Reassuring for Practice

These updated findings "support the continued use of 60 Gy in 20 fractions as the standard of care," Dr. Dearnaley said.

When the math is run to permit comparison, efficacy findings of the CHHiP trial show "amazing agreement" with those of the similar multinational PROFIT trial, he noted (J Clin Oncol. 2017 Jun 10;35(17):1884-90).

The absolute advantage in the failure-free rate of 3.1% and the overall survival rate of 2.7% for the 60-Gy regimen in CHHiP generated interest among symposium attendees about its possible superiority. "I think the 60 Gy is marginally more effective than the 74 Gy," Dr. Dearnaley said, but he acknowledged that there are no statistics to prove that.

"This CHHiP update is fantastic," said session cochair Paul L. Nguyen, MD, of the Dana-Farber Cancer Institute in Boston. "It is very reassuring that the initial results the investigators presented several years ago still hold up in the long term. It's even more reassuring for the use of hypofractionation, and it's great to know that we can use it across the age spectrum and it works well."

This trial is the only noninferiority hypofractionation trial in prostate cancer that includes a sizable share of patients at high risk for poor outcomes, a population for whom efficacy of this strategy is of particular interest, Dr. Nguyen noted.
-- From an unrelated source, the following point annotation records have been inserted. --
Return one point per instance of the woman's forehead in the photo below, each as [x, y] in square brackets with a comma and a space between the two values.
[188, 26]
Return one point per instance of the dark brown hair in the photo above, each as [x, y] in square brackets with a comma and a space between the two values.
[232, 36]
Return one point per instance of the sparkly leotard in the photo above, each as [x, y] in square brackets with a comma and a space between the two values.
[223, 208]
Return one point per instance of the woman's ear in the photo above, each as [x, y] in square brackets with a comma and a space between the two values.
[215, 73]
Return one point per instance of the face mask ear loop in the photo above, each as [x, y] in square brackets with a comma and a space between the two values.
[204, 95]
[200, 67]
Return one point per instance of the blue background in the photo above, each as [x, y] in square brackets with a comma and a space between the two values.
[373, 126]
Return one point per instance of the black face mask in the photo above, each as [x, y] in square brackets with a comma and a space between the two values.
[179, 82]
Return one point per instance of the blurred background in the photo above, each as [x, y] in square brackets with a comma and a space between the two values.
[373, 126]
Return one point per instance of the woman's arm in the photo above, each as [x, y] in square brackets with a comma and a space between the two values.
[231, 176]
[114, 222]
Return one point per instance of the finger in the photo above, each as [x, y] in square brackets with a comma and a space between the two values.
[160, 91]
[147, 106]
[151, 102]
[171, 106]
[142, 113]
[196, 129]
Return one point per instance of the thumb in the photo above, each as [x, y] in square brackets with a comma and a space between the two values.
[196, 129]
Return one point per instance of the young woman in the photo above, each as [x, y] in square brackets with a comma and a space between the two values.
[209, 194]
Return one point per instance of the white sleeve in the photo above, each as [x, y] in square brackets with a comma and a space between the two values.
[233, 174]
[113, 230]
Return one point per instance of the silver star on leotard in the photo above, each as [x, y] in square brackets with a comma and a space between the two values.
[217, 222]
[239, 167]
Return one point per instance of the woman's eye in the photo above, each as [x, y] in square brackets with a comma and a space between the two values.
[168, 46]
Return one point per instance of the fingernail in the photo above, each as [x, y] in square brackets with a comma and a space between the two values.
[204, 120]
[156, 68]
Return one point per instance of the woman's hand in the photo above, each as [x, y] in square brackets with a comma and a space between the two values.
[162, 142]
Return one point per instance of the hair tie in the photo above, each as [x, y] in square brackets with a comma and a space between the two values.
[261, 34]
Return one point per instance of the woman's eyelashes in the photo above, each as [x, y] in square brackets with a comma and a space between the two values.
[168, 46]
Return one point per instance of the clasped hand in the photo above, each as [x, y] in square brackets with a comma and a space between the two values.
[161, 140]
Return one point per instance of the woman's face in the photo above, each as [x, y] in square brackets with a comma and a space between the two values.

"That's always been a question," he said. "The majority of the data from the noninferiority trials is for the low- and intermediate-risk patients. So it really would be interesting to learn whatever we can about high-risk patients from this trial."

The trial was funded by Cancer Research UK, Department of Health (UK), and the National Institute for Health Research Cancer Research Network. Dr. Dearnaley and Dr. Nguyen disclosed relationships with a range of pharmaceutical companies.